Valid Databricks-Certified-Professional-Data-Scientist Dumps shared by ExamDiscuss.com for Helping Passing Databricks-Certified-Professional-Data-Scientist Exam! ExamDiscuss.com now offer the newest Databricks-Certified-Professional-Data-Scientist exam dumps, the ExamDiscuss.com Databricks-Certified-Professional-Data-Scientist exam questions have been updated and answers have been corrected get the newest ExamDiscuss.com Databricks-Certified-Professional-Data-Scientist dumps with Test Engine here:
You are working with the Clustering solution of the customer datasets. There are almost 40 variables are available for each customer and almost 1.00,0000 customer's data is available.

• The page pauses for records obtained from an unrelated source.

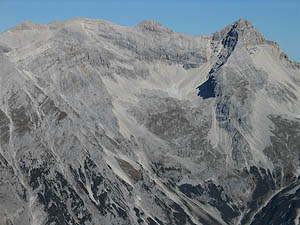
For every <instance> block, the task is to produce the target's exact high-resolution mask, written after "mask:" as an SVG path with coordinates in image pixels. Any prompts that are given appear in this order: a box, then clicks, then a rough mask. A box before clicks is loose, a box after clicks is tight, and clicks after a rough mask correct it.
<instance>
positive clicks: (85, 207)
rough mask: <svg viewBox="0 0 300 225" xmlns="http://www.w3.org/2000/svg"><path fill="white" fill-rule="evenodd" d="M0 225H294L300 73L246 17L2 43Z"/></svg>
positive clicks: (16, 40) (60, 33) (297, 178)
mask: <svg viewBox="0 0 300 225" xmlns="http://www.w3.org/2000/svg"><path fill="white" fill-rule="evenodd" d="M0 86H1V87H0V224H1V225H2V224H3V225H4V224H5V225H29V224H30V225H42V224H45V225H65V224H70V225H71V224H72V225H75V224H76V225H77V224H78V225H81V224H84V225H92V224H101V225H102V224H103V225H104V224H105V225H108V224H109V225H110V224H111V225H117V224H118V225H121V224H122V225H131V224H132V225H138V224H145V225H146V224H148V225H184V224H188V225H194V224H204V225H206V224H299V223H300V219H299V218H300V209H299V208H300V200H299V199H300V180H299V175H300V103H299V99H300V64H299V63H297V62H293V61H291V60H289V58H288V57H287V56H286V54H284V53H283V52H282V51H281V50H280V48H279V46H278V45H277V44H276V43H275V42H272V41H268V40H266V39H265V38H264V37H263V35H262V34H260V32H258V31H257V30H256V29H255V28H254V27H253V26H252V25H251V23H249V22H248V21H247V20H245V19H240V20H238V21H236V22H234V23H232V24H230V25H228V26H227V27H225V28H224V29H222V30H220V31H217V32H216V33H213V34H211V35H202V36H189V35H185V34H180V33H176V32H173V31H172V30H169V29H167V28H165V27H163V26H162V25H161V24H159V23H157V22H154V21H143V22H141V23H140V24H139V25H138V26H136V27H122V26H119V25H116V24H112V23H109V22H106V21H103V20H92V19H86V18H78V19H72V20H68V21H65V22H53V23H50V24H47V25H45V24H43V25H38V24H33V23H31V22H25V23H22V24H20V25H17V26H16V27H13V28H11V29H9V30H7V31H5V32H3V33H0Z"/></svg>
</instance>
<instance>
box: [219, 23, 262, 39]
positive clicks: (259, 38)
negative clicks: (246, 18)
mask: <svg viewBox="0 0 300 225" xmlns="http://www.w3.org/2000/svg"><path fill="white" fill-rule="evenodd" d="M232 30H235V32H237V34H238V39H239V41H241V42H242V43H243V44H251V45H255V44H261V43H263V42H264V41H265V37H264V36H263V35H262V34H261V33H260V32H259V31H258V30H257V29H256V28H255V27H254V26H253V25H252V23H251V22H249V20H247V19H245V18H241V19H239V20H237V21H235V22H233V23H232V24H230V25H228V26H227V27H225V28H224V29H223V30H221V31H219V32H220V33H221V34H223V35H227V33H228V32H230V31H232ZM216 33H218V32H216Z"/></svg>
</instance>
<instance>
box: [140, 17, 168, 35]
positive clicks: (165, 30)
mask: <svg viewBox="0 0 300 225" xmlns="http://www.w3.org/2000/svg"><path fill="white" fill-rule="evenodd" d="M138 27H139V28H141V29H144V30H147V31H151V32H168V33H169V32H172V31H171V30H170V29H168V28H166V27H164V26H163V25H162V24H160V23H158V22H156V21H153V20H143V21H142V22H140V23H139V24H138Z"/></svg>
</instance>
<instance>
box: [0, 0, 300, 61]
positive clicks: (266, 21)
mask: <svg viewBox="0 0 300 225" xmlns="http://www.w3.org/2000/svg"><path fill="white" fill-rule="evenodd" d="M0 10H1V11H0V32H1V31H4V30H6V29H8V28H9V27H12V26H14V25H16V24H18V23H21V22H23V21H33V22H35V23H48V22H51V21H58V20H66V19H69V18H73V17H88V18H101V19H105V20H108V21H111V22H114V23H118V24H120V25H126V26H135V25H137V24H138V23H139V22H140V21H142V20H144V19H152V20H155V21H158V22H160V23H162V24H163V25H164V26H166V27H168V28H170V29H172V30H174V31H177V32H181V33H187V34H192V35H200V34H209V33H212V32H214V31H216V30H219V29H221V28H223V27H225V26H226V25H228V24H230V23H232V22H233V21H235V20H238V19H239V18H247V19H248V20H249V21H250V22H251V23H252V24H253V25H254V26H255V27H256V28H257V29H258V30H259V31H260V32H261V33H262V34H263V35H264V36H265V37H266V38H267V39H269V40H273V41H276V42H278V43H279V45H280V47H281V49H282V50H283V51H285V52H286V53H287V54H288V56H289V57H290V58H291V59H293V60H296V61H300V44H299V43H300V0H181V1H179V0H104V1H102V0H0Z"/></svg>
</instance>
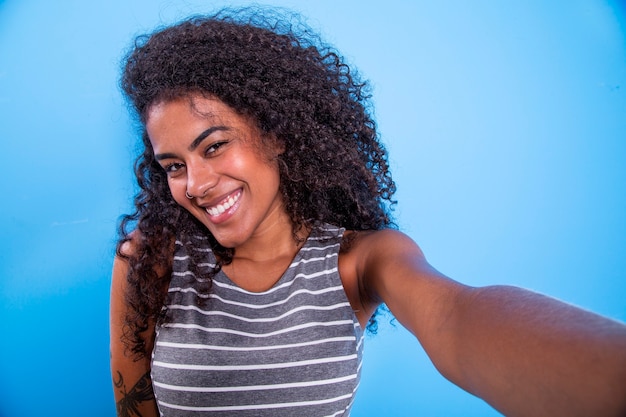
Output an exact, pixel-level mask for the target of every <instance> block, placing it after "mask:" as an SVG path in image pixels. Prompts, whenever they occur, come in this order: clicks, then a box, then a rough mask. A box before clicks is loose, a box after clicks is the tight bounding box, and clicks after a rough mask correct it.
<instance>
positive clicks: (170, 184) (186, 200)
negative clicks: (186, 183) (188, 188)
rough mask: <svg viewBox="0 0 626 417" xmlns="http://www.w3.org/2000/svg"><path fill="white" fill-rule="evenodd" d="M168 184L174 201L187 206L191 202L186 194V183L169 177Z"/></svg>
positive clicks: (186, 188)
mask: <svg viewBox="0 0 626 417" xmlns="http://www.w3.org/2000/svg"><path fill="white" fill-rule="evenodd" d="M167 184H168V186H169V187H170V193H171V194H172V198H173V199H174V201H176V202H177V203H178V204H179V205H181V206H183V207H185V206H186V205H187V204H188V203H189V199H188V198H187V196H186V195H185V190H186V189H187V188H186V187H185V184H182V183H181V182H180V181H176V180H175V179H172V178H170V179H168V181H167Z"/></svg>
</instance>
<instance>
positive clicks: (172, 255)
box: [111, 9, 626, 417]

You want to reduce the number of variables for clustering, what would you do?
Correct Answer: C,E
Explanation When you are applying clustering technique and you find that there are quite a huge number of variables are available. Then it is better the find the co-relation among the variables and consider only one or two variables from the highly co-related variables. Because highly co-related variable will have the same effect, while creating the cluster. We can use scatter plot matrix among the variables to find the co-relation. You can also combine several variables into a single variable. For example if you have two values in the dataset like Asset and Debt than by combining these two values like Debt to Asset ratio and use it while creating the cluster.